Excision of endometriomas adversely affects ovarian follicular reserve (as indicated by lower levels of anti-müllerian hormone and reduced ovarian antral follicle counts on ultrasound). For women who want to preserve their fertility, the potential benefits of surgery should be weighed against these negative effects. Surgical treatment of endometriosis in women without other identifiable infertility factors may improve rates of spontaneous pregnancy. In women with moderate to severe endometriosis, intrauterine insemination with ovarian stimulation may be of value, particularly with preceding GnRH-agonist therapy (J Endometr Pelvic Pain Disord. 2018;10[3]:158-73).

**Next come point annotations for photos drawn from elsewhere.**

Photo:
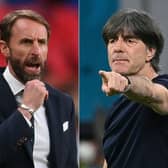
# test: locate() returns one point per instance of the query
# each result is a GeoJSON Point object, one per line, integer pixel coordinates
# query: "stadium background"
{"type": "Point", "coordinates": [93, 103]}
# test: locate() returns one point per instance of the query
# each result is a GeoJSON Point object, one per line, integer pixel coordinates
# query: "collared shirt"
{"type": "Point", "coordinates": [41, 137]}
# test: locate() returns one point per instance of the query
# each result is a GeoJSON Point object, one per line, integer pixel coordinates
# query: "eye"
{"type": "Point", "coordinates": [112, 41]}
{"type": "Point", "coordinates": [131, 41]}
{"type": "Point", "coordinates": [26, 41]}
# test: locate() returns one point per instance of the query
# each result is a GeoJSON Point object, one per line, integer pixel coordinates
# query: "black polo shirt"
{"type": "Point", "coordinates": [136, 136]}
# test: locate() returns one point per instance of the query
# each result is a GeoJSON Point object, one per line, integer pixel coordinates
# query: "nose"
{"type": "Point", "coordinates": [35, 48]}
{"type": "Point", "coordinates": [119, 44]}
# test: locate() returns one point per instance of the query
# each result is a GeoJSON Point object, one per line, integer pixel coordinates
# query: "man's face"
{"type": "Point", "coordinates": [128, 55]}
{"type": "Point", "coordinates": [28, 48]}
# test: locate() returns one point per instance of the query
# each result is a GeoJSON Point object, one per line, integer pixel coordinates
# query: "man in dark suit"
{"type": "Point", "coordinates": [37, 126]}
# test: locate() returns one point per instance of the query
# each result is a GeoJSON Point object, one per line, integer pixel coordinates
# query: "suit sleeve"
{"type": "Point", "coordinates": [14, 132]}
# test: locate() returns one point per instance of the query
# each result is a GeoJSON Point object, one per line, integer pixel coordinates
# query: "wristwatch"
{"type": "Point", "coordinates": [25, 107]}
{"type": "Point", "coordinates": [127, 88]}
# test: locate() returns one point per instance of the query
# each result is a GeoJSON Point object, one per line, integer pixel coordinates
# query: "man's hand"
{"type": "Point", "coordinates": [113, 83]}
{"type": "Point", "coordinates": [34, 94]}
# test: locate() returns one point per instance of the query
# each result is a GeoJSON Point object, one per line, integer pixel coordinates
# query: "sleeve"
{"type": "Point", "coordinates": [14, 132]}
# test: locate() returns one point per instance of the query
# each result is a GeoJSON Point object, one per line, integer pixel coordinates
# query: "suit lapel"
{"type": "Point", "coordinates": [55, 129]}
{"type": "Point", "coordinates": [7, 105]}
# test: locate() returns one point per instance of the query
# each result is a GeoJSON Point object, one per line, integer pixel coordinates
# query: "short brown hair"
{"type": "Point", "coordinates": [8, 21]}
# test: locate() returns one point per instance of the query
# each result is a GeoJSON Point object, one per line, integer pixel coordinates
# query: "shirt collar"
{"type": "Point", "coordinates": [15, 85]}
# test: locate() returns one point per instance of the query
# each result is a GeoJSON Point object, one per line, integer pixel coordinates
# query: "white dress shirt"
{"type": "Point", "coordinates": [41, 146]}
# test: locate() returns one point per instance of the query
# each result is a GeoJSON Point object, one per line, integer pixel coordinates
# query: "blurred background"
{"type": "Point", "coordinates": [62, 65]}
{"type": "Point", "coordinates": [94, 105]}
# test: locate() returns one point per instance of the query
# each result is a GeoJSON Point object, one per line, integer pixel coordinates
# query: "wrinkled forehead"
{"type": "Point", "coordinates": [124, 31]}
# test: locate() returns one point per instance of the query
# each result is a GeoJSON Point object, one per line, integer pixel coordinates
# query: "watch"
{"type": "Point", "coordinates": [127, 88]}
{"type": "Point", "coordinates": [25, 107]}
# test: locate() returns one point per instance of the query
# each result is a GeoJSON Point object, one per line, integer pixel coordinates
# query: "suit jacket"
{"type": "Point", "coordinates": [15, 133]}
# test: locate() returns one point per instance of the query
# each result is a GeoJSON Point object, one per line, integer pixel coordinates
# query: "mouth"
{"type": "Point", "coordinates": [120, 60]}
{"type": "Point", "coordinates": [33, 68]}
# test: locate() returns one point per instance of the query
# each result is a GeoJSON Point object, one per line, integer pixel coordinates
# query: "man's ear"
{"type": "Point", "coordinates": [150, 54]}
{"type": "Point", "coordinates": [4, 49]}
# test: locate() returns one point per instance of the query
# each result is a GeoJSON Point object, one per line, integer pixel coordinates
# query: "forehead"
{"type": "Point", "coordinates": [29, 28]}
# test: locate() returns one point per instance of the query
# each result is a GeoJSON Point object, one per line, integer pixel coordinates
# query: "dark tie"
{"type": "Point", "coordinates": [19, 100]}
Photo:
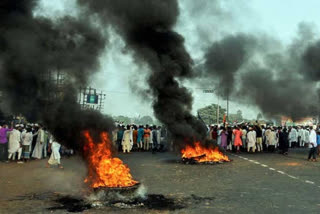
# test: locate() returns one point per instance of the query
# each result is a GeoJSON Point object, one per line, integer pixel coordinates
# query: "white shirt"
{"type": "Point", "coordinates": [313, 139]}
{"type": "Point", "coordinates": [27, 139]}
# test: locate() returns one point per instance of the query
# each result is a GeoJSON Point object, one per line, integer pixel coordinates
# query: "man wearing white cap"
{"type": "Point", "coordinates": [14, 144]}
{"type": "Point", "coordinates": [313, 144]}
{"type": "Point", "coordinates": [55, 154]}
{"type": "Point", "coordinates": [37, 152]}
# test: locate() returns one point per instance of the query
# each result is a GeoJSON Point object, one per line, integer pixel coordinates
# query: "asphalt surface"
{"type": "Point", "coordinates": [251, 183]}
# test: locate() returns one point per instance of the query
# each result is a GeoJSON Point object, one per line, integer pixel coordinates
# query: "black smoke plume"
{"type": "Point", "coordinates": [32, 50]}
{"type": "Point", "coordinates": [147, 28]}
{"type": "Point", "coordinates": [256, 70]}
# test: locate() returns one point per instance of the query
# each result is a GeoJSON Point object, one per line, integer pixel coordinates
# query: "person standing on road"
{"type": "Point", "coordinates": [147, 138]}
{"type": "Point", "coordinates": [312, 144]}
{"type": "Point", "coordinates": [15, 144]}
{"type": "Point", "coordinates": [251, 139]}
{"type": "Point", "coordinates": [127, 140]}
{"type": "Point", "coordinates": [244, 137]}
{"type": "Point", "coordinates": [140, 138]}
{"type": "Point", "coordinates": [120, 137]}
{"type": "Point", "coordinates": [259, 138]}
{"type": "Point", "coordinates": [38, 149]}
{"type": "Point", "coordinates": [318, 141]}
{"type": "Point", "coordinates": [4, 142]}
{"type": "Point", "coordinates": [293, 137]}
{"type": "Point", "coordinates": [55, 156]}
{"type": "Point", "coordinates": [237, 138]}
{"type": "Point", "coordinates": [306, 136]}
{"type": "Point", "coordinates": [283, 141]}
{"type": "Point", "coordinates": [26, 144]}
{"type": "Point", "coordinates": [224, 138]}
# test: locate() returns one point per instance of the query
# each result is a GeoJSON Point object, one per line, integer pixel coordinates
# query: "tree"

Despite the reduction in IVF outcomes in women with moderate to severe endometriosis, it remains unclear whether surgery improves the likelihood of pregnancy with IVF as does the concurrent use of prolonged GnRH agonist during IVF stimulation. (Fertil Steril. 2012;98:591-8).
Summary
- Medical therapy alone does not appear to improve fertility in endometriosis.
- Surgical treatment of endometriosis improves natural fertility, particularly in lower-stage endometriosis.
- EFI is a useful tool to predict postoperative natural fertility and assess the need for IVF.
- Despite advanced endometriosis reducing IVF outcomes, surgery or medical pretreatment to increase IVF success remains unproven.
Dr. Trolice is director of The IVF Center in Winter Park, Fla., and professor of obstetrics and gynecology at the University of Central Florida, Orlando.